This runs lm() after standardising all continuous variables, while leaving factors and character variables intact.

lm_std(
  formula,
  data = NULL,
  weights = NULL,
  weighted_standardize = "auto",
  ...
)

Arguments

formula

an object of class "formula" (or one that can be coerced to that class): a symbolic description of the model to be fitted. The details of model specification are given under ‘Details’.

data

an optional data frame, list or environment (or object coercible by as.data.frame to a data frame) containing the variables in the model. If not found in data, the variables are taken from environment(formula), typically the environment from which lm is called.

weights

an optional vector of weights to be used in the fitting process. Should be NULL or a numeric vector. If non-NULL, weighted least squares is used with weights weights (that is, minimizing sum(w*e^2)); otherwise ordinary least squares is used. See also ‘Details’,

weighted_standardize

How to standardize numeric variables when weights are present. Can be one of "auto" (the default), TRUE, or FALSE. If "auto", weighted standardization is performed if a weights argument is provided. See details.

...

Additional arguments passed to lm(). Note that subset cannot be used here and should be applied to data beforehand.

Value

An lm object with standardized coefficients.

Standardization Method

When using weights, this function calculates standardized coefficients by default using weighted means and standard deviations. This ensures that the resulting coefficients can be interpreted as the estimated change in standard deviations of Y for a one standard deviation change in X. If you require coefficients based on unweighted sample standard deviations, you can set weighted_standardize = FALSE. This is fairly common practice, but the results should not be interpreted as population estimates.

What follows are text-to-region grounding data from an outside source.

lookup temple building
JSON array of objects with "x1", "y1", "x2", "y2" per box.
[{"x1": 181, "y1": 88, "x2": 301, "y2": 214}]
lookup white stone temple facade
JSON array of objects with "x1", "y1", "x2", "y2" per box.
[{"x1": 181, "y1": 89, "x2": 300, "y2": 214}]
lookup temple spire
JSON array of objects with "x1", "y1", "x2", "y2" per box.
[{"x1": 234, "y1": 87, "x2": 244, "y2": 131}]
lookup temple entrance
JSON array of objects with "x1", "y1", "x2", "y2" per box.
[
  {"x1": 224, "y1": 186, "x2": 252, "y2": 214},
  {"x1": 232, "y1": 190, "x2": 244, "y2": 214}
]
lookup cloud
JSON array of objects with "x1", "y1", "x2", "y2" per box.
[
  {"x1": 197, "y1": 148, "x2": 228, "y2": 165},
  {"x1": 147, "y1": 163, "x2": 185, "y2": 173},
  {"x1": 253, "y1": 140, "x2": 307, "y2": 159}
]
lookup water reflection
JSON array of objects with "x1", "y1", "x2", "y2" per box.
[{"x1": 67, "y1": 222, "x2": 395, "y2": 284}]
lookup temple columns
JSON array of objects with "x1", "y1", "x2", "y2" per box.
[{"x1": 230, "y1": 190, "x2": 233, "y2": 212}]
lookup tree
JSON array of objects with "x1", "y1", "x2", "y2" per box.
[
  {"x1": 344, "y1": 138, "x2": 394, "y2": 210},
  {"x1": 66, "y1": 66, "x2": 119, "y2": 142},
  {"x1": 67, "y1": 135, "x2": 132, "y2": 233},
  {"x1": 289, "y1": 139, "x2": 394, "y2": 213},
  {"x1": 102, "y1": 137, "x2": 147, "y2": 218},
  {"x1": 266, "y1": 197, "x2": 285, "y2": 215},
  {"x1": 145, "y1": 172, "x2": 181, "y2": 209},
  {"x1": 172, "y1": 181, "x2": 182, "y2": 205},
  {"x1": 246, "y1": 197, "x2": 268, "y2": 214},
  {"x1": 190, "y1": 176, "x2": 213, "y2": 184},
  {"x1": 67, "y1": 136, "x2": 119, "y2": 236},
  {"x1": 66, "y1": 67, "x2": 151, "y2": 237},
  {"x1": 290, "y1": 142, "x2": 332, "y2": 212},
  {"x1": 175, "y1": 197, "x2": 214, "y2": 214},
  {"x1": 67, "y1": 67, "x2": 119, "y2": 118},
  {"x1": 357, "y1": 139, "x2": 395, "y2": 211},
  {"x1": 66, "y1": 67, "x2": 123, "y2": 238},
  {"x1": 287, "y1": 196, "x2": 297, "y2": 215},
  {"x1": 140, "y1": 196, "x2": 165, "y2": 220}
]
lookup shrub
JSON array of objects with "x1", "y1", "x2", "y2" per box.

Transformations and Interactions

Note that standardization is applied to the raw numeric variables from the data frame. Any in-formula transformations (e.g., log(x), I(x^2)) or interactions (x1 * x2) are applied by lm() after the base variables (x, x1, x2) have been standardized. This is important for the interpretation of the resulting coefficients.

Internal Details

In the model call, the weights variable will always be internally renamed to .weights. This may be relevant if you update the model object later.

References

See Fox, J. (2015). Applied Regression Analysis and Generalized Linear Models. Sage.

Examples

# Basic usage with mtcars dataset
lm_std(mpg ~ cyl + disp, data = mtcars)
#> Warning: The following numeric variables have fewer than three distinct values: cyl.
#> Consider converting them to factors as standardizing them is typically not
#> recommended.
#> 
#> Call:
#> stats::lm(formula = mpg ~ cyl + disp, data = data)
#> 
#> Coefficients:
#> (Intercept)          cyl         disp  
#>  -2.460e-17   -4.703e-01   -4.233e-01  
#> 

# Using weights
mtcars$wt_sample <- runif(nrow(mtcars), 1, 3)
lm_std(mpg ~ cyl + disp, data = mtcars, weights = wt_sample)
#> Warning: The following numeric variables have fewer than three distinct values: cyl.
#> Consider converting them to factors as standardizing them is typically not
#> recommended.
#> Standardizing variables using weighted means and standard deviations.
#> 
#> Call:
#> stats::lm(formula = mpg ~ cyl + disp, data = data, weights = .weights)
#> 
#> Coefficients:
#> (Intercept)          cyl         disp  
#>   1.618e-17   -5.802e-01   -3.002e-01  
#> 

# Handling variables with few levels
mtcars$am_factor <- factor(mtcars$am)
lm_std(mpg ~ cyl + disp + am_factor, data = mtcars)
#> Warning: The following numeric variables have fewer than three distinct values: cyl.
#> Consider converting them to factors as standardizing them is typically not
#> recommended.
#> 
#> Call:
#> stats::lm(formula = mpg ~ cyl + disp + am_factor, data = data)
#> 
#> Coefficients:
#> (Intercept)          cyl         disp   am_factor1  
#>     -0.1300      -0.4795      -0.3206       0.3200  
#>